Tuesday, 6 September 2011

Apparently, secularism sucks

I like reading Alan Craig's blog posts; it gives me an insight into what it must be like living in the bible belt of the US with lectures about morality, society decaying and some brilliant (eh?) retorts against Atheists in general. I should feel lucky that a guy like this is living on the proverbial doorstep.

This time, Alan is frothing at the mouth at plans to cut down the number of places at CofE Schools reserved for practising Anglicans. This he says amounts to active discrimination "against believers who want church school education for their offspring".

He blarts on about some nonsense about aggressive secularism that was popularised recently by the Pope and, amusingly, "attempts by the 20th century totalitarian regimes to eliminate God (Stalin, Hitler, Mao Zedong and Pol Pot come to mind) should provide “sobering lessons” on tolerance".

I agree. Without Christian values society would fall into complete and utter chaos. People without god are indeed dangerous creatures.

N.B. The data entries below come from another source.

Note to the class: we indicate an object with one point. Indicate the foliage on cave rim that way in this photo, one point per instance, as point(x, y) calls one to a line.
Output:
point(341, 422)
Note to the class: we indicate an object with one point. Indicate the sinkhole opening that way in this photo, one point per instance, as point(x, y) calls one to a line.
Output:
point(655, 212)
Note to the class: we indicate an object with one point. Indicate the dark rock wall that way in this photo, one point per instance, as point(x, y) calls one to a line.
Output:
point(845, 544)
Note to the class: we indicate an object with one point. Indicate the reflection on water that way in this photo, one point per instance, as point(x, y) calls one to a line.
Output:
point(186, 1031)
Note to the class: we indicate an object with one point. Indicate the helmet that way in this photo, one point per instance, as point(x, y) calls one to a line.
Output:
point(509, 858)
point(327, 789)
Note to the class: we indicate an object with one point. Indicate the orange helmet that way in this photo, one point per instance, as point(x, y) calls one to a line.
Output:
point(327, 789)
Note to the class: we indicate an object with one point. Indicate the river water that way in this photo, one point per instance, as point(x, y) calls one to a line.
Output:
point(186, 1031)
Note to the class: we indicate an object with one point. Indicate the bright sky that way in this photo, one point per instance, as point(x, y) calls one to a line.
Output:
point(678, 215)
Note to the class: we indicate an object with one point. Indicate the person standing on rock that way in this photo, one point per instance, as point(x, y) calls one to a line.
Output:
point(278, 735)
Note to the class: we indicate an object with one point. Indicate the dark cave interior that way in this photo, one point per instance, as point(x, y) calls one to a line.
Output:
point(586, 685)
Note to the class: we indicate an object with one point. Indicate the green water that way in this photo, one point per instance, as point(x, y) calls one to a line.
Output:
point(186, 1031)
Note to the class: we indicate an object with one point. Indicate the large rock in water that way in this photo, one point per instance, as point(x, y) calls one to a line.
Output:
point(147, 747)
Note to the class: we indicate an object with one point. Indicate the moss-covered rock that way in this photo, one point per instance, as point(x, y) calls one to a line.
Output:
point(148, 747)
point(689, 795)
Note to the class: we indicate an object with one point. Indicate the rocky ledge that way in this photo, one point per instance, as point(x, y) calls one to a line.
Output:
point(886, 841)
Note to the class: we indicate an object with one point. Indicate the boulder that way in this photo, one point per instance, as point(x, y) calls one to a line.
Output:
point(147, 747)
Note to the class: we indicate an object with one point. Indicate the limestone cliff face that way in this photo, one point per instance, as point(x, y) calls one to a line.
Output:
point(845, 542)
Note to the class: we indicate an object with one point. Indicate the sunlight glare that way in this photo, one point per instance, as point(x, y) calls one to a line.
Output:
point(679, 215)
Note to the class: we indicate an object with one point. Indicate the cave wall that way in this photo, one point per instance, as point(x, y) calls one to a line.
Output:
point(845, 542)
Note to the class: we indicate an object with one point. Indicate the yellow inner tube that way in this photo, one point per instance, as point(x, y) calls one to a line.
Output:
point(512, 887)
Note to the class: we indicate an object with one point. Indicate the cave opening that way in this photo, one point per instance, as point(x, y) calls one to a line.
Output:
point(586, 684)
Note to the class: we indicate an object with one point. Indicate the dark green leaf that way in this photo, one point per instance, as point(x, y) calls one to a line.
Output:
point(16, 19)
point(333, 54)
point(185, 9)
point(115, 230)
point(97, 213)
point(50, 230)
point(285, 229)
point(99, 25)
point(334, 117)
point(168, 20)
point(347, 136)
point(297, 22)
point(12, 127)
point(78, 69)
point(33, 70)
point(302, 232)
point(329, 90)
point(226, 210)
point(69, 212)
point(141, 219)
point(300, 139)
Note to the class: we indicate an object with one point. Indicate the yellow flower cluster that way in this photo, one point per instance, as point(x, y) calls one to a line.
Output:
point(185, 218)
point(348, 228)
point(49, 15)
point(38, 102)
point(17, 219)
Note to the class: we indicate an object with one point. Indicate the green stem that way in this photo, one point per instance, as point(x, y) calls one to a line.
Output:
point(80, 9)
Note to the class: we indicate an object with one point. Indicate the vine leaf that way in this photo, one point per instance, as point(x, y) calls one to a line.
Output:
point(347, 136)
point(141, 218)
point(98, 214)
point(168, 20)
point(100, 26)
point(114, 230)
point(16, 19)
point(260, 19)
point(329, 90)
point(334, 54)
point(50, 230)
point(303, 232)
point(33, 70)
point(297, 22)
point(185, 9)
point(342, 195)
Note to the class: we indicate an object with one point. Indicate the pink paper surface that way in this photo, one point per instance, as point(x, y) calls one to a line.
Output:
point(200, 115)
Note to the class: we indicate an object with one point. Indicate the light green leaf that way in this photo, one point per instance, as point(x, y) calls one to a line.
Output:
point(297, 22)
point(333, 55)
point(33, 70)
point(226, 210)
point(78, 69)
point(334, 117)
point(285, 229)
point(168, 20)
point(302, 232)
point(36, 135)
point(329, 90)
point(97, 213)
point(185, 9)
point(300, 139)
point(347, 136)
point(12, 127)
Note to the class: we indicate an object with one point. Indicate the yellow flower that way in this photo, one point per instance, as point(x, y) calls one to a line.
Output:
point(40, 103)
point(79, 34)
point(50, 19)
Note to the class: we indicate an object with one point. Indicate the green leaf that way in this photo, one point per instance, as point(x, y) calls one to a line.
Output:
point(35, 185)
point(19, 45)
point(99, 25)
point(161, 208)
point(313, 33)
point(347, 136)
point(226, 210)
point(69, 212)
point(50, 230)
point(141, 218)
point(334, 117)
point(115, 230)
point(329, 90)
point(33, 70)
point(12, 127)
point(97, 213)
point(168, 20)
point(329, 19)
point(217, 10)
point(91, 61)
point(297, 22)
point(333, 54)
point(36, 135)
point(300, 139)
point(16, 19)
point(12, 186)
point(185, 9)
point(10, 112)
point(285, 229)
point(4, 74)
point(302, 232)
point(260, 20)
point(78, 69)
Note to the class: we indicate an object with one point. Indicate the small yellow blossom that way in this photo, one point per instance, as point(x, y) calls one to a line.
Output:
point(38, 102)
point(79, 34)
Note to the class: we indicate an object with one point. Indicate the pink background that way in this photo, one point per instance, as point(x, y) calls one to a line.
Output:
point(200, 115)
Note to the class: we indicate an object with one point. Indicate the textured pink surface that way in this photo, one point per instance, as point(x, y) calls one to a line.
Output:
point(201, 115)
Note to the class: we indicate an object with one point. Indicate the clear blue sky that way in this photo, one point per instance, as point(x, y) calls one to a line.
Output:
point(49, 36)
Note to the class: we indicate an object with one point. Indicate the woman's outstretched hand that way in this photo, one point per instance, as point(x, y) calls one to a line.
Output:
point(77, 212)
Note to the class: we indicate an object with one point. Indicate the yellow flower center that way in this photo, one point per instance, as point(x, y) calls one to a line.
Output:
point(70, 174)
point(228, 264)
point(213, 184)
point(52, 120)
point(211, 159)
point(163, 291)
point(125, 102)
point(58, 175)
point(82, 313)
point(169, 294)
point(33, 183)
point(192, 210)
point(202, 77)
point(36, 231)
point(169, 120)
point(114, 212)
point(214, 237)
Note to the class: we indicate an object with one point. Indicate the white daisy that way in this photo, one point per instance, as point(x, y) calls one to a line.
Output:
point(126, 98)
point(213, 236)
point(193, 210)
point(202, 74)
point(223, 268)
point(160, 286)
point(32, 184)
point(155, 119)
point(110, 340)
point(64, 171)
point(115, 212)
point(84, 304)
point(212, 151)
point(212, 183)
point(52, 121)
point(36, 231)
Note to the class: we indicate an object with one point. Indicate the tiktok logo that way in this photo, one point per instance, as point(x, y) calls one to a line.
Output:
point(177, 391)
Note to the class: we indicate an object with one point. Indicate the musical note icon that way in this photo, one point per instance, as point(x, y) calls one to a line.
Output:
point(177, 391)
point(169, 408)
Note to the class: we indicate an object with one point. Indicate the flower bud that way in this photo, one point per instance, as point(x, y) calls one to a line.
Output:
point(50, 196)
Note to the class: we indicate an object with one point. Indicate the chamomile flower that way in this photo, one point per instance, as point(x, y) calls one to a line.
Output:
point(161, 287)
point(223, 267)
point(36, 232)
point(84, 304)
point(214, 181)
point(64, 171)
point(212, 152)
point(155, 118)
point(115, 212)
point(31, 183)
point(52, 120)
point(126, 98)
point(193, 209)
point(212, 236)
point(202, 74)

I mean just imagine all of the raping, torturing, murdering, adultery, crime, paedophilia and other moral indiscretions that only belief in a supernatural agent can prevent. And that's the key isn't it? It's not that the supernatural agent will actively STOP you from doing those things. It is mere belief that stops you.

In other words, Christians are scary people because they are literally on the brink of a violent rampage. One Richard Dawkins quote could easily tip them over the edge in Alan Craig's world... and that's a scary thought.

Seriously though (for a moment) Christians, and indeed most religious people I encounter, rationalise perfectly well considering their starting position. If belief is all that is required, because no supernatural agent intervenes, then any loss of faith gives you a potential mass murderer (simply because the argument is that people without belief will commit atrocities because there is no supervisor).

This is entirely rational given the starting position. And it's what makes religious people think they are being rational too. However, if the starting position is founded on weak grounds the argument fails completely.

All you have to do is find someone who has committed atrocities either in the name of god or with an active belief in god (or better still, someone who says that god told them to commit atrocities). 

I think the point I am trying to make is that no society ever caved into moral bankruptcy or social chaos simply because a person demanded evidence for something. No society ever disintegrated because rationality and reason were demanded of its population.

For the failure to acknowledge the above, and for suggesting that Hitler was part of the secular agenda (see Chapter 17 of God is Not Great by Christopher Hitchens for an eloquent and conclusive rebuttal to this charge), Alan Craig has already demonstrated that he has lost the right for an opinion on the matter that could be taken seriously.

It's also clear that Church of England morality, founded on the familial values of Henry VIII, is hardly the beacon to which all other religions aspire to reach. Particularly when they are competing for hearts and not minds.

Christianity is still a blood cult and there's no escaping it. I understand minority religions would like to have the level of influence afforded to people whose only qualification is reading a work of fiction but you CAN be "good without god"

Sadly, there were no argumentum ad mal genitalia submissions from Alan Craig this time around... disappointed.


1 comment:

Rant In A-Minor said...

Damn, yes, secularism is awful and has given us nothing. Apart from our entire human morality which religion has appropriated and corrupted such that it's now about defending an orthodoxy and an absolute morality which is inflexible and useless.